PAGE 8
The Rose Of Tuolumne
by
A few nights later, Miss Jenny recognized her father’s hand in a timid tap at the door. She opened it, and he stood before her, with a valise in his hand, equipped as for a journey. “I takes the stage to-night, Jinny dear, from Four Forks to ‘Frisco. Maybe I may drop in on Jack afore I go. I’ll be back in a week. Good-by.”
“Good-by.” He still held her hand. Presently he drew her back into the room, closing the door carefully, and glancing around. There was a look of profound cunning in his eye as he said slowly,–
“Bear up, and keep dark, Jinny dear, and trust to the old man. Various men has various ways. Thar is ways as is common, and ways as is uncommon; ways as is easy, and ways as is oneasy. Bear up, and keep dark.” With this Delphic utterance he put his finger to his lips, and vanished.
It was ten o’clock when he reached Four Forks. A few minutes later, he stood on the threshold of that dwelling described by the Four Forks “Sentinel” as “the palatial residence of John Ashe,” and known to the local satirist as the “ash-box.” “Hevin’ to lay by two hours, John,” he said to his prospective son-in-law, as he took his hand at the door, “a few words of social converse, not on business, but strictly private, seems to be about as nat’ral a thing as a man can do.” This introduction, evidently the result of some study, and plainly committed to memory, seemed so satisfactory to Mr. McClosky, that he repeated it again, after John Ashe had led him into his private office, where, depositing his valise in the middle of the floor, and sitting down before it, he began carefully to avoid the eye of his host. John Ashe, a tall, dark, handsome Kentuckian, with whom even the trifles of life were evidently full of serious import, waited with a kind of chivalrous respect the further speech of his guest. Being utterly devoid of any sense of the ridiculous, he always accepted Mr. McClosky as a grave fact, singular only from his own want of experience of the class.

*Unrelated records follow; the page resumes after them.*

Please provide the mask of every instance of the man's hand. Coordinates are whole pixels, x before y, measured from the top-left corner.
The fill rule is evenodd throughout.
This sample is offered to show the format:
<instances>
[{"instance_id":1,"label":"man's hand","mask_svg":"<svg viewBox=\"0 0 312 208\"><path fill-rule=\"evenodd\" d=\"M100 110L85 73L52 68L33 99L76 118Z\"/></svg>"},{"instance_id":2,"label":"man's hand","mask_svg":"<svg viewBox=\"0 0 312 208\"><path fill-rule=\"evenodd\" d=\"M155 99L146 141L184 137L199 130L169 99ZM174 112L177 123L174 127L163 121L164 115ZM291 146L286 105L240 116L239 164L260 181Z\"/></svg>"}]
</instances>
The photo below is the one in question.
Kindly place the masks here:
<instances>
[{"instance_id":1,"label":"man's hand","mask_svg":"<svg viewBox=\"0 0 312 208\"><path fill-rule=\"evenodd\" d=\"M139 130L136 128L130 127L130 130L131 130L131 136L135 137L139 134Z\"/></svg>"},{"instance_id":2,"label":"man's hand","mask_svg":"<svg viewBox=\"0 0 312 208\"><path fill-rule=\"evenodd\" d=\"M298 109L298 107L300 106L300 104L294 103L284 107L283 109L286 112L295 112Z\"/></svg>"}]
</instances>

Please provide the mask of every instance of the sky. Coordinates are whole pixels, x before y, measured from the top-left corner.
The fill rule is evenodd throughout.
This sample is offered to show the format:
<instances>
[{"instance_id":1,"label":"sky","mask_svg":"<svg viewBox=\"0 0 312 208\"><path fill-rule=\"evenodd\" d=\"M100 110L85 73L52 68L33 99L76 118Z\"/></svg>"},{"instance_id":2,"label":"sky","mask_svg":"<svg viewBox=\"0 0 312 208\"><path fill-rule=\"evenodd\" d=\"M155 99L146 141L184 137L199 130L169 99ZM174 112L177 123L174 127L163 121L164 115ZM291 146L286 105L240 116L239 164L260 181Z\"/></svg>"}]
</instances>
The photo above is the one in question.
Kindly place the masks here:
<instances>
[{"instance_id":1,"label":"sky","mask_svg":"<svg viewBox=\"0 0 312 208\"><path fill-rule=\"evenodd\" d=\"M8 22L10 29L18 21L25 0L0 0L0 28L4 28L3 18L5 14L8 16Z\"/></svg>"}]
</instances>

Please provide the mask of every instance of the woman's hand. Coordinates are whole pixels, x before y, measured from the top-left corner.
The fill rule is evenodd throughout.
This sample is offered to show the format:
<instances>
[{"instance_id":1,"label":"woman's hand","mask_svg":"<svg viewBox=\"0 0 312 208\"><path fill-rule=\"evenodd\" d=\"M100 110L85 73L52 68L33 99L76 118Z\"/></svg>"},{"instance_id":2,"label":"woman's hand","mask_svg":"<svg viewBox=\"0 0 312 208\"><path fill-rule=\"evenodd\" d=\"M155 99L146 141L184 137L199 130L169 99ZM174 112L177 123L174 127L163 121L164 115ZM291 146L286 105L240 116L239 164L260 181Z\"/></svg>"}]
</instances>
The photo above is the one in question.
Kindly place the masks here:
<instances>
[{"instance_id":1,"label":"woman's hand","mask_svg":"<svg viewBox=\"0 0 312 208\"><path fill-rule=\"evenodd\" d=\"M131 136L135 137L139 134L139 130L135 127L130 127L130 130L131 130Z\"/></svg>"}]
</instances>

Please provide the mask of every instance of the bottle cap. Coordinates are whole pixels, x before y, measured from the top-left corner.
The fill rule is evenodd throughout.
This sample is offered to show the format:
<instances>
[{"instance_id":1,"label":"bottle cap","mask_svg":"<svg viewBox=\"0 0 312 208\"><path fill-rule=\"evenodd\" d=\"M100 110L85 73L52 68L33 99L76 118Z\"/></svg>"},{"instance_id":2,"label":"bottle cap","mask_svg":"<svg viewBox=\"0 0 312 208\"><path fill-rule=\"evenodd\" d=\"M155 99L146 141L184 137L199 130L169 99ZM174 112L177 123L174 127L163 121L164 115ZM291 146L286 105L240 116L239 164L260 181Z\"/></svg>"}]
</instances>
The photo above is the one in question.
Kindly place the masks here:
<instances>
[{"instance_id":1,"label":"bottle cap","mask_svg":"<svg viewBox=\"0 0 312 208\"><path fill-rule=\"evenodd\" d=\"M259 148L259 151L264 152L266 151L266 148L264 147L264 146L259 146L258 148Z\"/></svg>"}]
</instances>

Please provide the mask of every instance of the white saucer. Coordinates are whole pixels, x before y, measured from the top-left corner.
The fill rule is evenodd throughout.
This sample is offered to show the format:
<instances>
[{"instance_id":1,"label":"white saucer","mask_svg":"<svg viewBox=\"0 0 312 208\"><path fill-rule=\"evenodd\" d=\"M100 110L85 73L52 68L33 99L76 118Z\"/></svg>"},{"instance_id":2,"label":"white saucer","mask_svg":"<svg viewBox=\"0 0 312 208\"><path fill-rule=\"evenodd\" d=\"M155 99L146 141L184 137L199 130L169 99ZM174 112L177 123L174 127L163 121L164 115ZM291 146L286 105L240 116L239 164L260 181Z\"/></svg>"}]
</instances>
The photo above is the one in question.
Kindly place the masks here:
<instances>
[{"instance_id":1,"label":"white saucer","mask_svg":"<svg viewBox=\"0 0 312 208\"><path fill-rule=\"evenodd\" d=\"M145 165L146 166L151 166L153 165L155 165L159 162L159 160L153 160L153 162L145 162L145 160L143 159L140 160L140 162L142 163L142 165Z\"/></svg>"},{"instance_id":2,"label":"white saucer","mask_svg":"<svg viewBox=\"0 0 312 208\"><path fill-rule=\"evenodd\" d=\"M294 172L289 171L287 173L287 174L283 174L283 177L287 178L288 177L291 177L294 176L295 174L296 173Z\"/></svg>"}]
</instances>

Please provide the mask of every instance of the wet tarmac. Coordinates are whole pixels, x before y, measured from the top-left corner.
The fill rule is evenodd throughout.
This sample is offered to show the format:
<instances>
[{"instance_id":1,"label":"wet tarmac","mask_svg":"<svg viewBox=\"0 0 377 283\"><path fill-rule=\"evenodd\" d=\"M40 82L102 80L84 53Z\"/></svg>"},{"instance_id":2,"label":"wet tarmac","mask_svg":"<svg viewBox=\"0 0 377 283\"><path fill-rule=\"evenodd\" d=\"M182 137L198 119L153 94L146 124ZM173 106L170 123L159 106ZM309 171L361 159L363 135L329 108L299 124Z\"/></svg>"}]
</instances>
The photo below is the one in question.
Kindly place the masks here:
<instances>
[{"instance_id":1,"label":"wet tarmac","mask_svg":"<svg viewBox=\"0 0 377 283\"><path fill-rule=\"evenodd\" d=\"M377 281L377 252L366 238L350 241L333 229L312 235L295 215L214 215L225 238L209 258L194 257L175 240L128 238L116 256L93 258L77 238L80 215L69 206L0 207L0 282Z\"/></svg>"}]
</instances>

“Ores is running light now,” said Mr. McClosky with easy indifference.
John Ashe returned that he had noticed the same fact in the receipts of the mill at Four Forks.

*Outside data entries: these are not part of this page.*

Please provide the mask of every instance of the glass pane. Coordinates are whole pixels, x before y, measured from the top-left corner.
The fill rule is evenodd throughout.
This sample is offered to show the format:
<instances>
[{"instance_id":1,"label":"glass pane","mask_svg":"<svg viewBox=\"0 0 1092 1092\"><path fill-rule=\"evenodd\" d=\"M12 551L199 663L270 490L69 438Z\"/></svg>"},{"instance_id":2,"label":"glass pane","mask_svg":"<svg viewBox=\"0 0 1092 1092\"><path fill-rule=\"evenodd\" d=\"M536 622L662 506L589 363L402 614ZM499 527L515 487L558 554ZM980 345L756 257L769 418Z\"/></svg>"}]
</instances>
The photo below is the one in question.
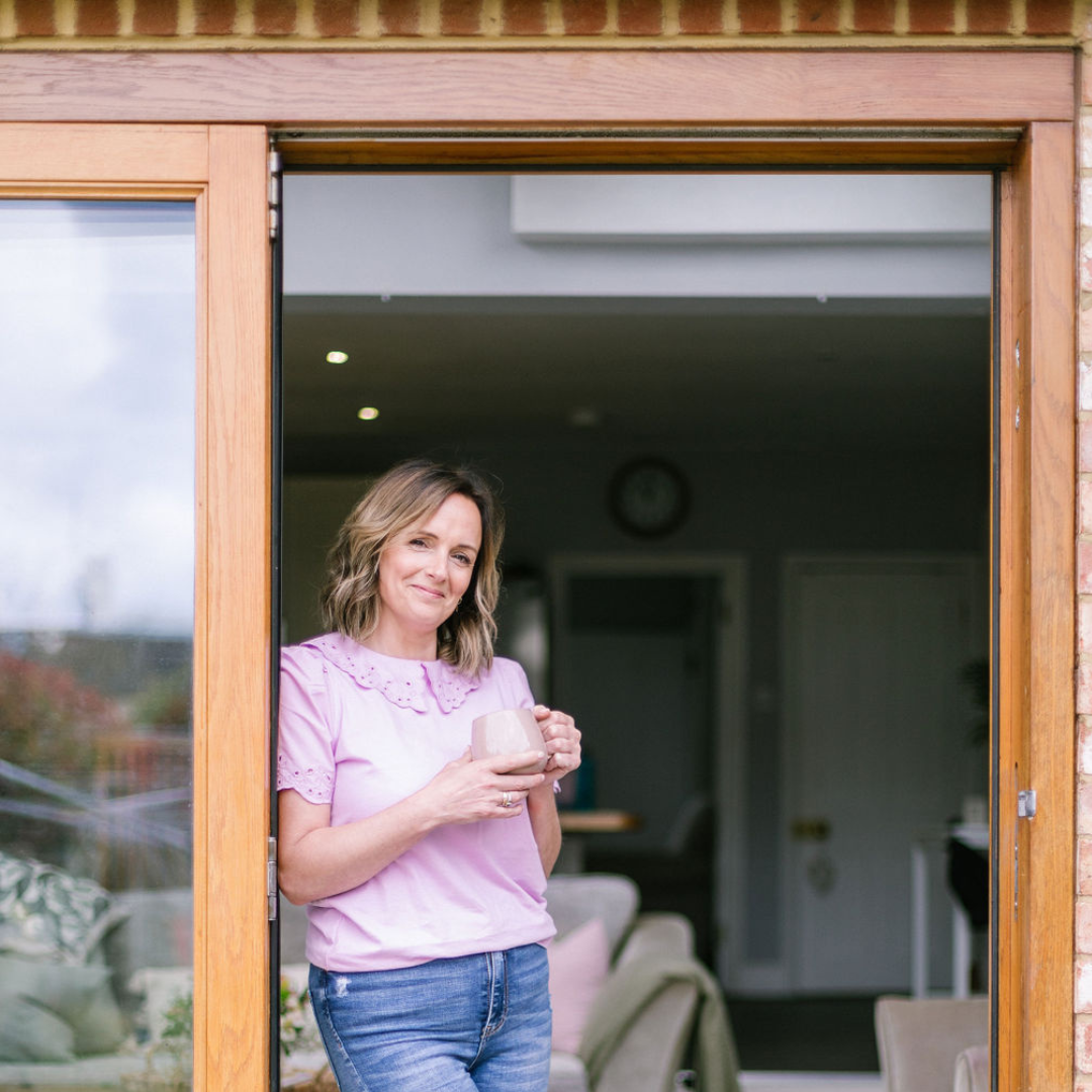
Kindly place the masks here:
<instances>
[{"instance_id":1,"label":"glass pane","mask_svg":"<svg viewBox=\"0 0 1092 1092\"><path fill-rule=\"evenodd\" d=\"M194 209L0 254L0 1088L189 1088Z\"/></svg>"}]
</instances>

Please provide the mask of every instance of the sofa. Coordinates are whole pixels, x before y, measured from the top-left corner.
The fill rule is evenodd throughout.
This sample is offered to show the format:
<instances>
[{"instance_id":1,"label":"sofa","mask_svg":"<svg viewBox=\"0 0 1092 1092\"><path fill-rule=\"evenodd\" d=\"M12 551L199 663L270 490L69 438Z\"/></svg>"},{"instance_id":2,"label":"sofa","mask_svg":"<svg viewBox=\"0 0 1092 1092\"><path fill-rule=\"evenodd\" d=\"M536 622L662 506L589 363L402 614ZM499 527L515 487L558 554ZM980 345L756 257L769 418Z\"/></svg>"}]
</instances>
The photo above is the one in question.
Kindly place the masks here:
<instances>
[{"instance_id":1,"label":"sofa","mask_svg":"<svg viewBox=\"0 0 1092 1092\"><path fill-rule=\"evenodd\" d=\"M876 1042L886 1092L978 1092L986 1079L985 997L880 997Z\"/></svg>"},{"instance_id":2,"label":"sofa","mask_svg":"<svg viewBox=\"0 0 1092 1092\"><path fill-rule=\"evenodd\" d=\"M2 873L13 858L0 858ZM51 935L40 925L20 931L27 915L0 902L0 1044L8 1041L0 1092L157 1090L179 1078L185 1085L188 1041L170 1032L173 1021L175 1032L185 1022L192 990L190 892L108 895L59 869L45 873L37 877L45 886L78 892L82 917ZM43 904L56 904L57 891L47 895ZM731 1081L719 1078L716 1088L731 1092L727 1018L692 959L686 918L639 913L637 888L620 876L558 876L547 898L558 925L549 949L549 1092L670 1092L696 1041L705 1043L710 1066L729 1069ZM287 902L282 907L282 1029L292 1040L282 1083L317 1087L325 1059L309 1006L299 1004L306 917Z\"/></svg>"},{"instance_id":3,"label":"sofa","mask_svg":"<svg viewBox=\"0 0 1092 1092\"><path fill-rule=\"evenodd\" d=\"M710 1072L697 1075L705 1078L699 1087L738 1088L727 1013L719 987L693 960L693 931L685 917L640 913L637 886L622 876L555 876L546 898L558 929L549 952L549 1092L670 1092L684 1087L676 1075L699 1067L695 1045L702 1041ZM606 966L573 1000L563 980L566 949L595 922L605 935ZM593 949L594 941L583 947ZM586 950L578 949L572 962L577 956L590 962Z\"/></svg>"}]
</instances>

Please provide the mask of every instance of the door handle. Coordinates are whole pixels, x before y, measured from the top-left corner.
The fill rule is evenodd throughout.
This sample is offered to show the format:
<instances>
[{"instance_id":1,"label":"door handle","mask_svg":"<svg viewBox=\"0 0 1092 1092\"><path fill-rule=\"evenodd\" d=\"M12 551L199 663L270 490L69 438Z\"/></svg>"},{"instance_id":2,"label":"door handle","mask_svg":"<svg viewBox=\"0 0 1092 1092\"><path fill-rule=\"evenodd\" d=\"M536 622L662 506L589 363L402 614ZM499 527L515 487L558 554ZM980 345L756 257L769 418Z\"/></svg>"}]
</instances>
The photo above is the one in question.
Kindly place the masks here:
<instances>
[{"instance_id":1,"label":"door handle","mask_svg":"<svg viewBox=\"0 0 1092 1092\"><path fill-rule=\"evenodd\" d=\"M830 840L829 819L794 819L790 829L794 842L827 842Z\"/></svg>"}]
</instances>

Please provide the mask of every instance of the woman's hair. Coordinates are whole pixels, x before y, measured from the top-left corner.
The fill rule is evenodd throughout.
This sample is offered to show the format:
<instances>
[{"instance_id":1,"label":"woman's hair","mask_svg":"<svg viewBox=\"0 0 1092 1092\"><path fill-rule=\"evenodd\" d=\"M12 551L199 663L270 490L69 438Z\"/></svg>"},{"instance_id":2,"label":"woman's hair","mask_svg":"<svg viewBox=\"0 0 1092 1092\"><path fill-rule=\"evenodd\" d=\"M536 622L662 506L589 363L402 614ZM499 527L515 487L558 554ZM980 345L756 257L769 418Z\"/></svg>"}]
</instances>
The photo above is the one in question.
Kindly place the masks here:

Mr. McClosky rubbed his beard, and looked at his valise, as if for sympathy and suggestion.
“You don’t reckon on having any trouble with any of them chaps as you cut out with Jinny?”

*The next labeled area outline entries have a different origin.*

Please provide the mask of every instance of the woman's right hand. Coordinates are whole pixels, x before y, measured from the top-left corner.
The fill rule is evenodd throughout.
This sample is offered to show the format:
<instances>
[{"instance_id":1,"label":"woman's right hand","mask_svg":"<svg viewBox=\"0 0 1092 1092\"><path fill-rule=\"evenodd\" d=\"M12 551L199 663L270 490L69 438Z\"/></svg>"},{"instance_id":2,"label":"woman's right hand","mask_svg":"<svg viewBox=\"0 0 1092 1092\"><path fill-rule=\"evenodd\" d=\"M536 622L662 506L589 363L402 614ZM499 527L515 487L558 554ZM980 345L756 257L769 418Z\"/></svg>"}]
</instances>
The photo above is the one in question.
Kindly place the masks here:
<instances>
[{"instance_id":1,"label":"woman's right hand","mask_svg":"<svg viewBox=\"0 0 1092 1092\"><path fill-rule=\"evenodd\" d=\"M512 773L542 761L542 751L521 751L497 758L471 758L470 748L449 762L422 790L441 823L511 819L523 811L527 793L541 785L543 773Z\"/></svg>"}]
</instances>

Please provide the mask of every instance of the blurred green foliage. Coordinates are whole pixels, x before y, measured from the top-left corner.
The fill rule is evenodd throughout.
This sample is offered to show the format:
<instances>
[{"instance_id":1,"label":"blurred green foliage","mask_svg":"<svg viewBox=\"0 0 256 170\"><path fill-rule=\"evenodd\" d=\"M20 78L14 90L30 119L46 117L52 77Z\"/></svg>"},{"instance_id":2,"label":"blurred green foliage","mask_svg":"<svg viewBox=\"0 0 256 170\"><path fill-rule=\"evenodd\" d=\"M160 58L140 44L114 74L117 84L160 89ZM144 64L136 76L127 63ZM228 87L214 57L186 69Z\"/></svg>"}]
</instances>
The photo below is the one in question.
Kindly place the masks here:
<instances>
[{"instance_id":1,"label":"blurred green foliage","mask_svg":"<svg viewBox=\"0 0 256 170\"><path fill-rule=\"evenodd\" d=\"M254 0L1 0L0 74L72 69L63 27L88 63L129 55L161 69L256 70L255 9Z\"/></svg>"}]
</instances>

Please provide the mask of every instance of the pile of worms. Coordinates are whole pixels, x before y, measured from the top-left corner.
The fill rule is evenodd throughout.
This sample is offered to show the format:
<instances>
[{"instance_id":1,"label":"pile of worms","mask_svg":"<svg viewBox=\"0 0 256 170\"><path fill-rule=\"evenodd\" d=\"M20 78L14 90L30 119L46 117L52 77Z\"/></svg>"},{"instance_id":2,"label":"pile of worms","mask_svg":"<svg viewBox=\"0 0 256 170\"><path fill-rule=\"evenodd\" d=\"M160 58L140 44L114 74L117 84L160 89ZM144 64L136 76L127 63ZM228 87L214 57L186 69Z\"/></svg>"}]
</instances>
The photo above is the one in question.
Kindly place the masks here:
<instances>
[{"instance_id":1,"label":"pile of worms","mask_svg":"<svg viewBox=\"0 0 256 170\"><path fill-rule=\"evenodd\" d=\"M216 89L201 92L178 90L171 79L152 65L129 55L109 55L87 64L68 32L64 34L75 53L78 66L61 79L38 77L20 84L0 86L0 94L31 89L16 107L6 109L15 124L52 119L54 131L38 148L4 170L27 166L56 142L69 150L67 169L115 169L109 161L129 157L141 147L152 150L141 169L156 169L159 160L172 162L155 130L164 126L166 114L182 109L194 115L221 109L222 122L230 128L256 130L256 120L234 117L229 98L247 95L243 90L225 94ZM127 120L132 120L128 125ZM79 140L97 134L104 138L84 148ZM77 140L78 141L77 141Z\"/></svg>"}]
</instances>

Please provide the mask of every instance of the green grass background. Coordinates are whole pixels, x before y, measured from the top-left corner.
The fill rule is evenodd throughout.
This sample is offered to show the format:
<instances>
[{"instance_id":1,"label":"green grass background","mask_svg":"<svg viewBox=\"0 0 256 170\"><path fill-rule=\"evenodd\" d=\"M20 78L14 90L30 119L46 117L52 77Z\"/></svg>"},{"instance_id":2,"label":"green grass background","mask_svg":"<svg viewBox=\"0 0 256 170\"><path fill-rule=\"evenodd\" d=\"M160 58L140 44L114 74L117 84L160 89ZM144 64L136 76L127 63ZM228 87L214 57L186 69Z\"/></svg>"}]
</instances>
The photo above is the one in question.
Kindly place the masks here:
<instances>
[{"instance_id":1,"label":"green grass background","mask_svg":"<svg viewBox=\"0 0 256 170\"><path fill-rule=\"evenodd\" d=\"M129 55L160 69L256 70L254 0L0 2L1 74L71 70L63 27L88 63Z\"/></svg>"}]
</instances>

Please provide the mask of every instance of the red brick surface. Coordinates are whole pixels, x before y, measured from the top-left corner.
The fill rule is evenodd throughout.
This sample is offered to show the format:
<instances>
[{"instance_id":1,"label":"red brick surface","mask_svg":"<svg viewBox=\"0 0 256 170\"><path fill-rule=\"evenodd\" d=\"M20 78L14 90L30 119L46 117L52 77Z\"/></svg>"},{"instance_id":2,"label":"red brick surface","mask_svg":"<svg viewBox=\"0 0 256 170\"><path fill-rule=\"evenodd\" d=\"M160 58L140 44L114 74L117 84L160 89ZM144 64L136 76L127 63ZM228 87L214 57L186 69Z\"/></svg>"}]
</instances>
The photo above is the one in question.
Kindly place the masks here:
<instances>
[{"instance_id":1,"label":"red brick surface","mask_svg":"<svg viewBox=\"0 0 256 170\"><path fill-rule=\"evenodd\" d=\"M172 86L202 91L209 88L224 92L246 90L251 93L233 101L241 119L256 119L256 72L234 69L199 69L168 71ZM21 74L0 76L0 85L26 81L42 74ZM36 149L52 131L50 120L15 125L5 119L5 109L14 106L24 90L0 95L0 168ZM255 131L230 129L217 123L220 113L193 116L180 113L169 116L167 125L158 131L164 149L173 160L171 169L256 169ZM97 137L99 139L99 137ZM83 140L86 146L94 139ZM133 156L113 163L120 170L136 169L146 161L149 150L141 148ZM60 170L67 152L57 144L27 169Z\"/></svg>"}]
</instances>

John Ashe, rather haughtily, had never thought of that. “I saw Rance hanging round your house the other night, when I took your daughter home; but he gave me a wide berth,” he added carelessly.
“Surely,” said Mr. McClosky, with a peculiar winking of the eye. After a pause, he took a fresh departure from his valise.
“A few words, John, ez between man and man, ez between my daughter’s father and her husband who expects to be, is about the thing, I take it, as is fair and square. I kem here to say them. They’re about Jinny, my gal.”
Ashe’s grave face brightened, to Mr. McClosky’s evident discomposure.
“Maybe I should have said about her mother; but, the same bein’ a stranger to you, I says naterally, ‘Jinny.'”
Ashe nodded courteously. Mr. McClosky, with his eyes on his valise, went on,–
“It is sixteen year ago as I married Mrs. McClosky in the State of Missouri. She let on, at the time, to be a widder,–a widder with one child. When I say let on, I mean to imply that I subsekently found out that she was not a widder, nor a wife; and the father of the child was, so to speak, onbeknowst. Thet child was Jinny–my gal.”
With his eyes on his valise, and quietly ignoring the wholly-crimsoned face and swiftly-darkening brow of his host, he continued,–
“Many little things sorter tended to make our home in Missouri onpleasant. A disposition to smash furniture, and heave knives around; an inclination to howl when drunk, and that frequent; a habitooal use of vulgar language, and a tendency to cuss the casooal visitor,–seemed to pint,” added Mr. McClosky with submissive hesitation “that–she–was–so to speak–quite onsuited to the marriage relation in its holiest aspeck.”